Lets consider we are going to use

GPIO 17 (Pin 11) for COR input

GPIO 27 (Pin 13) for PTT Output

Install wiringpi

sudo apt-get install git-core
sudo git clone https://github.com/WiringPi/WiringPi.git /opt/wiringpi
cd /opt/wiringpi
sudo ./build

Create an initialization file

Create the following file using nano:

sudo nano /usr/local/sbin/Init-GPIO.sh

Add the following code to the file

#!/bin/bash
#script name - Init_GPIO
# COR Input
gpio -g mode 17 in # makes gpio 17 pin 11 on Raspberry pi 2/3 as input
gpio -g mode 17 up # activates pull-up
# PTT pin (Output)
gpio -g mode 27 out # makes gpio 27 pin 13 as output
gpio -g write 27 0 # Default to 0/Off

After making your changes type <CTRL> + <X> and then type <Y> followed by <Enter>. You will be back to the previous menu and choose <Back>.

Create the COR monitoring script

Create the following file using nano:

sudo nano /usr/local/sbin/COR-wfi.sh
#!/bin/bash
gpio -g mode 17 in
gpio -g mode 17 up
while [ 1=1 ]
do
  # wait int pin to go low
  gpio -g wfi 17 both
    COR=$(gpio -g read 17)
    if [ "$COR" = "0" ]; then
      gpio -g write 27 1
      echo COR GPIO low/closed
    else
      gpio -g write 27 0
      echo COR GPIO high/open
    fi
done

After making your changes type <CTRL> + <X> and then type <Y> followed by <Enter>. You will be back to the previous menu and choose <Back>.

Create Event files

now create the following file using nano:

sudo nano /usr/local/sbin/PTT-GPIO-high.sh

Add the following lines to the file, in this example I am using GPIO 27 which is assigned to pin 13 on a Raspberry Pi Model 2/3.

#!/bin/bash
gpio -g write 27 1

After making your changes type <CTRL> + <X> and then type <Y> followed by <Enter>. You will be back to the previous menu and choose <Back>.
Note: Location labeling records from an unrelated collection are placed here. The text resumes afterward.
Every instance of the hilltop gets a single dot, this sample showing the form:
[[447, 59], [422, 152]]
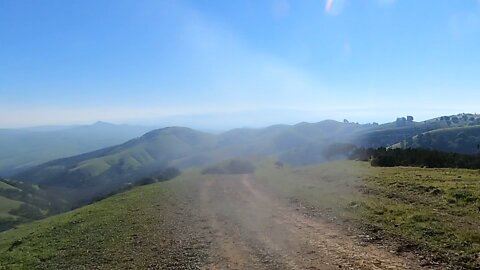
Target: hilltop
[[27, 147]]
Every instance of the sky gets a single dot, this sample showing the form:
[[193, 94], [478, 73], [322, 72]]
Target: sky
[[223, 64]]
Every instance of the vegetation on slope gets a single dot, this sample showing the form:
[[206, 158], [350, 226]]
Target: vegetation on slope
[[22, 202], [383, 157], [434, 212], [25, 148], [127, 230]]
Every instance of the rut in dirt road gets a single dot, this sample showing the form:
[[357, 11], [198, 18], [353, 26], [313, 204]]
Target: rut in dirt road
[[250, 230]]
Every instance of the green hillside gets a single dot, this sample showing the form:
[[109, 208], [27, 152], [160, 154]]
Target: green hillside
[[96, 174], [120, 232], [464, 140], [158, 225], [25, 148], [22, 202]]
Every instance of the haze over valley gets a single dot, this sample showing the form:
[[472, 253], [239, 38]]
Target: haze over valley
[[273, 134]]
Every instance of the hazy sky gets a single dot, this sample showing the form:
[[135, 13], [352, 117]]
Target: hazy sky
[[236, 63]]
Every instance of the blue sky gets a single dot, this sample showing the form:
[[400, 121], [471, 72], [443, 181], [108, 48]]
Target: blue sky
[[220, 64]]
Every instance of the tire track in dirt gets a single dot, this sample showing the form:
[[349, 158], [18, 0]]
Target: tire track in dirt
[[250, 230]]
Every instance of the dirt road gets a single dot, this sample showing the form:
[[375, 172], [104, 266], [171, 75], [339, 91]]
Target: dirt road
[[246, 229]]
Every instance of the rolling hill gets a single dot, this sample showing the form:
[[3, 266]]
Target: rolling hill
[[22, 202], [100, 172], [28, 147]]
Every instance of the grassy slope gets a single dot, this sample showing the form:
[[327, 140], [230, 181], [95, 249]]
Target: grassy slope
[[119, 232], [6, 205], [433, 208], [437, 209]]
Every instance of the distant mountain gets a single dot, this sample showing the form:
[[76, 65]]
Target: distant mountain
[[98, 172], [22, 202], [27, 147]]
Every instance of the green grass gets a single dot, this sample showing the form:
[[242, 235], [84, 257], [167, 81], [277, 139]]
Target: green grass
[[103, 235], [331, 186], [437, 210], [4, 185], [6, 205]]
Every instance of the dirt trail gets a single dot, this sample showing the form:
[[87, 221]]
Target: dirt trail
[[250, 230]]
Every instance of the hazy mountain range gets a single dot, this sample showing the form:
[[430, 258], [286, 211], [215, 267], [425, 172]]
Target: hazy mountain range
[[27, 147]]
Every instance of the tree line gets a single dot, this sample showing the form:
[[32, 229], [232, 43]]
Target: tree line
[[415, 157]]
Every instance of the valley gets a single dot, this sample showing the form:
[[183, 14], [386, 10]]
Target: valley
[[316, 217]]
Next create the following file using nano:

sudo nano /usr/local/sbin/PTT-GPIO-low.sh

Add the following lines to the file, in this example I am using GPIO 27 which is assigned to pin 13 on a Raspberry Pi Model 2/3.

#!/bin/bash
gpio -g write 27 0

After making your changes type <CTRL> + <X> and then type <Y> followed by <Enter>. You will be back to the previous menu and choose <Back>.
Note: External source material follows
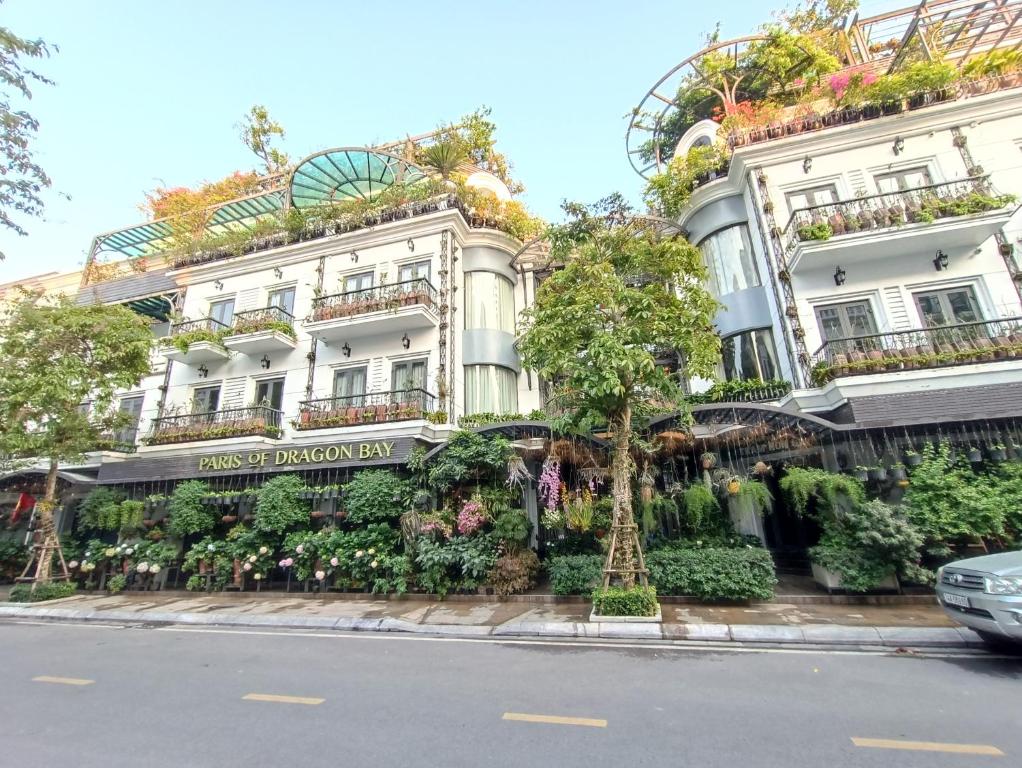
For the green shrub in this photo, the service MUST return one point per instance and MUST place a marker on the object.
(713, 574)
(53, 590)
(575, 574)
(619, 601)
Make the Init-GPIO and COR-wfi.sh scripts run at startup

you have to add a line to the rc.local file.

sudo nano /etc/rc.local

Before the exit 0 line you have to add:

# For AllStarLink
/usr/local/sbin/Init-GPIO.sh
/usr/local/sbin/COR-wfi.sh

After making your changes type <CTRL> + <X> and then type <Y> followed by <Enter>. You will be back to the previous menu and choose <Back>.
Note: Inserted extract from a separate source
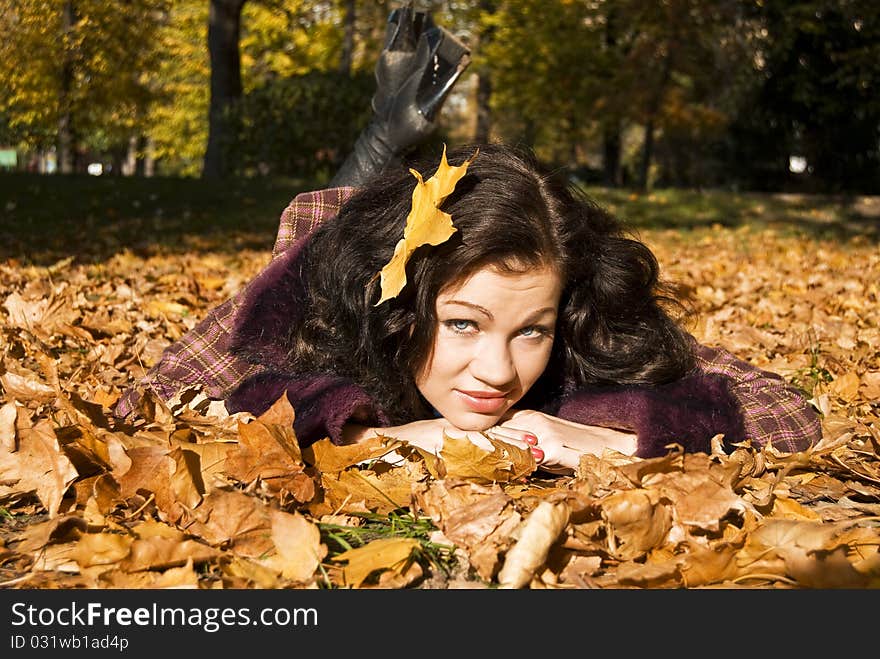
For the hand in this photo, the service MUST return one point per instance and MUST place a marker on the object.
(426, 434)
(415, 73)
(560, 443)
Set permissions to execute scripts

cd /usr/local/sbin
sudo chmod +x Init-GPIO.sh
sudo chmod +x COR-wfi.sh
sudo chmod +x PTT-GPIO-high.sh
sudo chmod +x PTT-GPIO-low.sh

Test GPIO pins

You can test PTT output by manually setting High or Low the PTT pin.

High:

sudo /usr/local/sbin/PTT-GPIO-high.sh

Low:

sudo /usr/local/sbin/PTT-GPIO-low.sh

Edit rpt.conf file

Now use nano to edit your rpt.conf file:

sudo nano /etc/asterisk/rpt.conf

On your node number stanza, i.e. [12345] add the following line:

events=events12345;

Then at the end of the file add the following stanza:

[events12345]
sudo /usr/local/sbin/PTT-GPIO-high.sh = S|T|RPT_TXKEYED;
sudo /usr/local/sbin/PTT-GPIO-low.sh = S|F|RPT_TXKEYED;

After making your changes type <CTRL> + <X> and then type <Y> followed by <Enter>. You will be back to the previous menu and choose <Back>.